According to legend, the name Heiligelinde and Święta Lipka - Holy Linden (lime tree) - referred to a tree with a wooden statue of Mary under which miracles took place; a legend exists that a convicted criminal carved a figurine of Mary and was released soon-after. As a sign of gratitude he placed the miraculous figurine on a linden tree, which had healing properties. The actual origin of the name may stem from a sacred grove of the Old Prussians.

A chapel at the site was first mentioned in a 1491 deed issued by Johann von Tiefen, then Grand Master of the Teutonic Knights. It was then part the Kingdom of Poland as a fief held by the Teutonic Knights. At this time it was already a pilgrimage site, with an inn. It was destroyed about 1525 during the Protestant Reformation, during which the region became Lutheran.
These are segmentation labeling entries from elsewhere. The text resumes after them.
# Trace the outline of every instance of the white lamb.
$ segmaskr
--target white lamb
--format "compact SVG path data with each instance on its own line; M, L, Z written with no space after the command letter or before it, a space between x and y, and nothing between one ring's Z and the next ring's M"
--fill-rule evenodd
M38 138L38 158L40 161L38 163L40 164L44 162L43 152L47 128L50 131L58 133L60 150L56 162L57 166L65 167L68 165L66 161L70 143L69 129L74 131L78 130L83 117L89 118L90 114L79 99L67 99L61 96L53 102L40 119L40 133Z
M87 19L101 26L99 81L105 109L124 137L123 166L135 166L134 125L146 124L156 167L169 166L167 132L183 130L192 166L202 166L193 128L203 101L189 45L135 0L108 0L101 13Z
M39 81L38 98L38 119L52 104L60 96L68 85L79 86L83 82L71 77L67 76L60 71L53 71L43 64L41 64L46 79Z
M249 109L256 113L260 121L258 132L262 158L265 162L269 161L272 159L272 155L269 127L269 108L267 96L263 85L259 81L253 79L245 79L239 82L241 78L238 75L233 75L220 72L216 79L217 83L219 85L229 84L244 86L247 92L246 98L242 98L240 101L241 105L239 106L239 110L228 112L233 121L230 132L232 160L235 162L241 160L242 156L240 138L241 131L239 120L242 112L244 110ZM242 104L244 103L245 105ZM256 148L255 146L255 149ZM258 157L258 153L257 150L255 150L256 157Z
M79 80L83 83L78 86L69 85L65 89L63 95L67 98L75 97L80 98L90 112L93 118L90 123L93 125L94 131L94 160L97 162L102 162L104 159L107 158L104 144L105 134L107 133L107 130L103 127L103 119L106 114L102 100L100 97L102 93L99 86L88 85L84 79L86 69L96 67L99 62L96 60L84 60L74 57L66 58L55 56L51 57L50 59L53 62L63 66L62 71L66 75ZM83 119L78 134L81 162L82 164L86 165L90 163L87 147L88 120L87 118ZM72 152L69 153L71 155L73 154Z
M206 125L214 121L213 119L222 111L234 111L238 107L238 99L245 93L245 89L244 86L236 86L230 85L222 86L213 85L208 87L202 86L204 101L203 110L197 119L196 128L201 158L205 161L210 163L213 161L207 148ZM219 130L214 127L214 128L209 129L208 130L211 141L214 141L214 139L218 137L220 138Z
Although the village lay in the Protestant region of Masuria, the Roman Catholic faith was again approved in the Duchy of Prussia in 1605. The chapel was rebuilt by the Jesuits and consecrated in 1619 by the Warmian prince-bishop Szymon Rudnicki and became a popular pilgrimage site among the Roman Catholic populace of the surrounding counties and other parts of the Polish–Lithuanian Commonwealth, as well as the Lutheran Masurians. Among the 17th-century pilgrims was Polish King Władysław IV Vasa. In 1688, Warmian Bishop Michał Stefan Radziejowski laid the cornerstone of a new, great Baroque church, which was consecrated in 1693 by his successor, Bishop Jan Stanisław Zbąski. From the 18th century the village was part of the Kingdom of Prussia. The Jesuit monastery was abolished, and King Frederick II of Prussia allowed the Jesuits to stay only as secular administrators of the church complex. Franciszek Ksawery Rymkiewicz became the first post-Jesuit parish priest. From 1871 to 1945 the village was part of Germany, administratively located within the province of East Prussia. After the defeat of Nazi Germany in World War II, in 1945, the village along with Masuria became again part of Poland.